Pumpkin Crumb Coffee Cake
By MJH
Ingredients
- Topping:
- 1 cup all-purpose flour
- 1/2 cup packed dark brown sugar
- Pinch of salt
- 1 1/2 teaspoons cinnamon
- 6 tablespoons unsalted butter, cold, cut into pieces
- Cake:
- 2 cups all-purpose flour
- 1 1/2 teaspoons baking powder
- 1/2 teaspoon baking soda
- 1/2 teaspoon salt
- 1 tablespoon cinnamon
- 2 teaspoons ground ginger
- 1/2 teaspoon nutmeg
- 1/3 cup vegetable oil
- 3/4 cup unsweetened applesauce
- 1 15-oz. can pumpkin
- 1 teaspoon vanilla extract
- 1 1/2 cups sugar
- 1/2 cup packed dark brown sugar
- 2 large eggs, at room temperature, lightly beaten
Details
Adapted from myrecipes.com
Preparation
Step 1
Make topping:
In a bowl, stir together flour, brown sugar, salt and cinnamon.
Add butter and combine with fingertips until mixture is crumbly.
Refrigerate while making batter.
Make cake:
Preheat oven to 350ºF.
Butter and flour a 9-by-13-inch cake pan.
In a small bowl, combine flour, baking powder, baking soda, salt and spices.

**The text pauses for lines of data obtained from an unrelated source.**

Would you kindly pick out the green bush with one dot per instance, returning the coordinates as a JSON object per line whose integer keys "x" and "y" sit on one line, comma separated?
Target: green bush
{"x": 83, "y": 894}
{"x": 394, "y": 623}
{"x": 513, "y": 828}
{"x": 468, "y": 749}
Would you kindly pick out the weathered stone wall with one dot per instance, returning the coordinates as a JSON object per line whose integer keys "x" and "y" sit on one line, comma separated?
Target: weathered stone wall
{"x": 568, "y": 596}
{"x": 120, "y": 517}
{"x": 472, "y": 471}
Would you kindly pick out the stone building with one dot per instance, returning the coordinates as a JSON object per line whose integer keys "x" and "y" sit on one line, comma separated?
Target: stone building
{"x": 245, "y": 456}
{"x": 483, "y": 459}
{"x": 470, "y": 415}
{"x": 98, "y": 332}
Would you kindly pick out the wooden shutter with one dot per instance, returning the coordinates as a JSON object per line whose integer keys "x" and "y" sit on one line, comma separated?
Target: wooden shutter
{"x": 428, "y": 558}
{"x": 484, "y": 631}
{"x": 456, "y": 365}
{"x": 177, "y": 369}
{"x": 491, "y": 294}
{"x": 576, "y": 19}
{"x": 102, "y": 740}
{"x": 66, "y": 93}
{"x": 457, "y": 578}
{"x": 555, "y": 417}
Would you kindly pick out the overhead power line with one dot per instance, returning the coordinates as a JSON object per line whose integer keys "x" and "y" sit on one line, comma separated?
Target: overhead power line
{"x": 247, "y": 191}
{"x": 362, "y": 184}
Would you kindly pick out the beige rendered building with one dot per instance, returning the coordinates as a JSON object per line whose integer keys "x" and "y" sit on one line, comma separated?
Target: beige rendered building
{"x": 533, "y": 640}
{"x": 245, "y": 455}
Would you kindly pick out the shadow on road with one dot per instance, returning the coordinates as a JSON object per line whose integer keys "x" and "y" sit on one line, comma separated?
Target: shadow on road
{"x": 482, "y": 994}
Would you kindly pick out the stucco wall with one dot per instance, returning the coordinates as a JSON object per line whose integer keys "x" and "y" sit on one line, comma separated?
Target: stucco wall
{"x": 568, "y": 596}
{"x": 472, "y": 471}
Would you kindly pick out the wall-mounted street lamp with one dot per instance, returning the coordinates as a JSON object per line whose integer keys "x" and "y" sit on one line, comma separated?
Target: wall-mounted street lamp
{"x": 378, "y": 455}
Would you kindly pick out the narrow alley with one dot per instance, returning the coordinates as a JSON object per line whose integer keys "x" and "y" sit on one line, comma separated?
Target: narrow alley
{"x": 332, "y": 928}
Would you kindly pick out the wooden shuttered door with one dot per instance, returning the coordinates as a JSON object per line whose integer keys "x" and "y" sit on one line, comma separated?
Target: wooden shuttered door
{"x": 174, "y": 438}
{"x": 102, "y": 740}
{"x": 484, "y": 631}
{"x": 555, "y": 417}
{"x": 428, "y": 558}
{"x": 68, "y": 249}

In a large bowl, whisk together oil, applesauce, pumpkin, vanilla and both sugars until well mixed.
Whisk in eggs.
Add flour mixture to pumpkin mixture and stir until just combined; do not overmix.
Pour batter into cake pan and spread evenly.
Sprinkle with reserved topping.
Bake cake until a toothpick inserted into center comes out clean, 45 to 50 minutes.
Allow to cool in pan on a wire rack at least 20 minutes.